A comment on the previous post from Jake highlights a problem I'm always running into and a conversation I've had with many people over lo these many years. I'm wrestling with this problem, or choice, as I type these words. I've got two plays I'm working on right now, a very loose Woyzeck adaptation and a big crazy full-length with a gang of clowns invading and over-running a 19th century well-made play. I'm also re-mounting two shows now, Americana Absurdum by Brian Parks and The Complete Lost Works of Samuel Beckett as Found in an Envelope (partially burned) in a Dustbin in Paris Labeled "Never to be performed. Never. Ever. EVER! Or I'll Sue!
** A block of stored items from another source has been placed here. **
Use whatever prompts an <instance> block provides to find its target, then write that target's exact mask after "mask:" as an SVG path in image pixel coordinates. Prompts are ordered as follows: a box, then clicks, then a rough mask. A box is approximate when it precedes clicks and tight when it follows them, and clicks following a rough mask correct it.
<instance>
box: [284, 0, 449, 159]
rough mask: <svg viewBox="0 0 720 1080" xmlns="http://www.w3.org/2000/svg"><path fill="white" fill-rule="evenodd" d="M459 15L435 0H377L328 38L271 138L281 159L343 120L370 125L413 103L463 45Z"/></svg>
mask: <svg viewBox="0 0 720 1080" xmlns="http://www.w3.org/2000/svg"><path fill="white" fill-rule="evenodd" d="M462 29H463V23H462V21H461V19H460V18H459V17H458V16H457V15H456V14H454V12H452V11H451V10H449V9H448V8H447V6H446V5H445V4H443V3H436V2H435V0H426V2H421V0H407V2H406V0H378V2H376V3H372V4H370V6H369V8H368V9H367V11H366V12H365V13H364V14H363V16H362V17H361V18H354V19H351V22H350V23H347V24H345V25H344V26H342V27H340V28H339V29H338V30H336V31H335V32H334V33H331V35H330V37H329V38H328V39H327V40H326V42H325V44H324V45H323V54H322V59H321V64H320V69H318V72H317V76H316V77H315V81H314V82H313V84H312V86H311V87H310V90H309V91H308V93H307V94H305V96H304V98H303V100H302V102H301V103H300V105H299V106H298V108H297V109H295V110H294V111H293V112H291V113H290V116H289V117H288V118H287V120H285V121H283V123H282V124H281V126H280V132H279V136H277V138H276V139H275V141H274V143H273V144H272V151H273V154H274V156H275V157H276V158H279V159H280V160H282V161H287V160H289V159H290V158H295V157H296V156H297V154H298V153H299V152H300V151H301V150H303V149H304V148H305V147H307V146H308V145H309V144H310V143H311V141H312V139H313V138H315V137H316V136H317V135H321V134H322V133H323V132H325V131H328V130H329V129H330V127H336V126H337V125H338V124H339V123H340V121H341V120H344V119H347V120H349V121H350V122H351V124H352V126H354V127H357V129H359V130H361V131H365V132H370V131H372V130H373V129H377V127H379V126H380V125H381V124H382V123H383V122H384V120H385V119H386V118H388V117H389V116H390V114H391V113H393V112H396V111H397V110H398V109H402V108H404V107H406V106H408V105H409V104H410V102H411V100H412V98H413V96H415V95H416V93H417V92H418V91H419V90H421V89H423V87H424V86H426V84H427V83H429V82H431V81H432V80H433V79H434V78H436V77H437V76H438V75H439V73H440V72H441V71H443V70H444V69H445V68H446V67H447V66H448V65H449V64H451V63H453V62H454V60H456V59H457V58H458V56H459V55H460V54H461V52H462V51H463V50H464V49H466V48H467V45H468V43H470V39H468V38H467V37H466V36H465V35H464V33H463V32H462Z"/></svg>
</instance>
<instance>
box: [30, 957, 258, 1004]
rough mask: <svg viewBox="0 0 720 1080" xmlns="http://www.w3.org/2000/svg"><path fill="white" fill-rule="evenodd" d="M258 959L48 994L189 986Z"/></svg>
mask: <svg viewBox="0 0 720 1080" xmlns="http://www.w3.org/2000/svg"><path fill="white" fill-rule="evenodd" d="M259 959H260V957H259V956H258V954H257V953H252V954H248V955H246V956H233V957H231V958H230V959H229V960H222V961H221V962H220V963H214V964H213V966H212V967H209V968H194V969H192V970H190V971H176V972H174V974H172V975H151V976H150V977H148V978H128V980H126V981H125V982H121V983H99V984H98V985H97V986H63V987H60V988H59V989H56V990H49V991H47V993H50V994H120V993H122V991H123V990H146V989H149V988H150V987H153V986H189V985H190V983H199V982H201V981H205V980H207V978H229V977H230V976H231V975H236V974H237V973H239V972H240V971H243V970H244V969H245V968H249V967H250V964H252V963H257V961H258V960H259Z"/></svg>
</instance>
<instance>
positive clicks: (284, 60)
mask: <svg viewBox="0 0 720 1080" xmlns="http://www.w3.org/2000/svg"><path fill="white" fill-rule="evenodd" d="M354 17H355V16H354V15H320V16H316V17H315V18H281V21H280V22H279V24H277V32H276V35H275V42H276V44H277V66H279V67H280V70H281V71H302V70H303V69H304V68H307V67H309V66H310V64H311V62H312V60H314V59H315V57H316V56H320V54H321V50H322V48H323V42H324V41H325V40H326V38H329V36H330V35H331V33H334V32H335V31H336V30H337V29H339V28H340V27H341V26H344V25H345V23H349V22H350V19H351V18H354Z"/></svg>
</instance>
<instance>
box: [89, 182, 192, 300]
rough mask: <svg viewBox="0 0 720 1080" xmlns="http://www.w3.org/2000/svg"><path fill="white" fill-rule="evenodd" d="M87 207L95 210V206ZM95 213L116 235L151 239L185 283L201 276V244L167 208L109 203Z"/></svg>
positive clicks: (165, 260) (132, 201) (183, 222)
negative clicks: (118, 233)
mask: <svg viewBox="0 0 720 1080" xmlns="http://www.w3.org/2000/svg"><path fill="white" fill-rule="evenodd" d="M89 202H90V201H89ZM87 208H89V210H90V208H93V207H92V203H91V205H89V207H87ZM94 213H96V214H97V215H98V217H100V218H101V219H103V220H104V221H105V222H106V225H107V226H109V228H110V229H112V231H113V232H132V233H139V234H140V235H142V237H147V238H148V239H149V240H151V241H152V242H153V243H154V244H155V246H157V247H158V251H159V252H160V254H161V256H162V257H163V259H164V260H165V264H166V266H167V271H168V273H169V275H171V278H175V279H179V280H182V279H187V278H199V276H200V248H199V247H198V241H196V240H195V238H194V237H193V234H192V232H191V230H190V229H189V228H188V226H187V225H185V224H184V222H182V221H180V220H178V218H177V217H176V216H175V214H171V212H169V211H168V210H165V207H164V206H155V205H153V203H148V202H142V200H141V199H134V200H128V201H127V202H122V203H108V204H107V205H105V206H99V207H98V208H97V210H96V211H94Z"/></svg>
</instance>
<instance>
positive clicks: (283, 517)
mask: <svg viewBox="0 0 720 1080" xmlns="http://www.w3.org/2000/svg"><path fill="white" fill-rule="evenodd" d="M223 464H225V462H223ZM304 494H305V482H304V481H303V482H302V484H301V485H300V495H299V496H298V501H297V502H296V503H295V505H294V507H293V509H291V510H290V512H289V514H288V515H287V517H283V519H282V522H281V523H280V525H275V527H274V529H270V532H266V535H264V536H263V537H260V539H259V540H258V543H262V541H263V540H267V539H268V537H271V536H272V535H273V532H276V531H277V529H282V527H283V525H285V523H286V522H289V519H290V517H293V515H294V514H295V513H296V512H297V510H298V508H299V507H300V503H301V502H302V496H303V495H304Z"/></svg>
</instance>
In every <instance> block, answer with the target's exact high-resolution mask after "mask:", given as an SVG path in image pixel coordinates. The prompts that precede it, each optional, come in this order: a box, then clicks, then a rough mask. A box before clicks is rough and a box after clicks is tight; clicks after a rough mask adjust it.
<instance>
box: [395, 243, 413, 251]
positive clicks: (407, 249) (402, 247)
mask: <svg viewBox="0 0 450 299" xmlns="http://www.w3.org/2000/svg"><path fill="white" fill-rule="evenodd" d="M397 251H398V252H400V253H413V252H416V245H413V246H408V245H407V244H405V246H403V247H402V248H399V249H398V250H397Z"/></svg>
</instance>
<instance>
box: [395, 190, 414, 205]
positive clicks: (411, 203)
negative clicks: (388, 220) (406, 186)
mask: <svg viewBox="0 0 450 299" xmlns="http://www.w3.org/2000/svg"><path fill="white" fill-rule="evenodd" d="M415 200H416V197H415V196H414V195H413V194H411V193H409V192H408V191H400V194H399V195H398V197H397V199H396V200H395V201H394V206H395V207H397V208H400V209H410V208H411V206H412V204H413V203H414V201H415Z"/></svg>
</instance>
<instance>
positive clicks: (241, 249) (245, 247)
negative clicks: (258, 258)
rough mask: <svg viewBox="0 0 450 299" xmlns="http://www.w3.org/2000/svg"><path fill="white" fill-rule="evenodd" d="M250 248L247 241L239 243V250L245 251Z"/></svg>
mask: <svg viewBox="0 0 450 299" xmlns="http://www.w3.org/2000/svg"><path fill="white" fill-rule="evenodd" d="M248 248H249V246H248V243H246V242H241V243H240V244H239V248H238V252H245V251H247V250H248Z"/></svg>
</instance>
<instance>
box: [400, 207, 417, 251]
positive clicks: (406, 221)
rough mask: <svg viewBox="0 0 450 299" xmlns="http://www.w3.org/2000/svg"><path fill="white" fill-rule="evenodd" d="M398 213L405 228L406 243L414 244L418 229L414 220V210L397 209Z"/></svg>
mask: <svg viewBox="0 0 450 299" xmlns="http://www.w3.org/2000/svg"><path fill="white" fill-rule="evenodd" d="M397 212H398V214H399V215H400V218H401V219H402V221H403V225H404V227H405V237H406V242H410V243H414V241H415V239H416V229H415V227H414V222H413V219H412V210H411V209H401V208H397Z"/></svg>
I'LL SUE FROM THE GRAVE!!! "discovered" by Greg Allen, Ben Schneider and Danny Thompson. But instead of working on any of these four shows, I'm typing on the old blog, trying to stir shit up.
Activism or organizing or agitating or whatever it is I'm doing when I talk out about a new League of Independent Producers, or a new Alternative Touring Circuit, takes time and thought and energy. Most theater artists in New York have a precious small supply of these three things and choose, wisely, to spend them on their work. This is especially true of younger artists still chasing their own voices and visions. So those with the most to gain from a systemic change in the Off-Off or indie world, the younger artists, have the least amount of resources to contribute. And this is where we all begin to climb the wall or build the bunker.
The wall is the status quo, the existing conditions. We climb the wall by accepting them as unchangeable and adapting to them. These are the physical, economic conditions of the American theatre industry and the common, accepted understanding in this country of what theatre looks like, what it does, how it behaves, how you buy it, where you see it and how you judge it.
The bunker is the safe place, physical or psychological, where a committed artist hides and schemes. The Theatorium was my big old tumble-down bunker for a few years. Clancy Productions is my current bunker. Bunkers are vital. They keep you alive. The only big problem with a bunker is that the view is for shit. You're dug in, walls all around you, safe, but essentially blind.
It is extraordinarily difficult to sustain a life or what can laughingly be called a career in the theater in this country in these days. I believe it is our collective responsibility to make it less difficult. It's the logic of collective action. It's enlightened self-interest. It's believing in the future.
This belief was the driving force and the main reason we put together the New York International Fringe Festival nine years ago. The festival didn't solve the problem, obviously, the problem is bigger than that, but for a few years there it felt like we were dealing with each other in a different way, we were climbing out of our bunkers and looking at the wall together and it didn't look that high or that strong, not when you looked around and saw how many of us there were.
Now it's nine years later. The wall is still there and we're still here, by and large. Some new bunkers dot the horizon, some old ones have been abandoned or over-run. And it feels to me like it's time to poke our heads out again.
We built the festival by talking to everyone who would listen to us, pooling all of our collective resources, holding onto each other as tightly as we could, and then jumping off a cliff, screaming all the way down. At least, that's my memory.
And the time and effort it took to talk and pool and hold onto each other and jump off that cliff was time and effort I didn't spend on my art. After five years of it, I had to step away and see if I was still an artist.
It's been almost five years since I resigned from the company and the festival. Built myself a nice, roomy bunker in those years. New bunker, old wall, same story.
I hate this story. I hate the story of the starving artist, the struggling playwright, the tiny houses, the eviction notices, the vast indifference, the institutional disregard.
Yes, Jake, an artist's first responsibility is to her art. But when external conditions make it all but impossible to make the art, some time and effort and thought should be directed to changing those conditions.
How do we do this?
We talk to each other honestly and directly about the conditions.
We identify things we'd like to see changed.
We plan how to change these things.
We put the plan in action.
Sounds simple because, actually, it is. There's no guarantee we'll accomplish anything, but there's nothing stopping us from trying. The trick is to keep talking, stepping slowly out of the bunker and walking towards the wall.
Got to get to rehearsal. More later.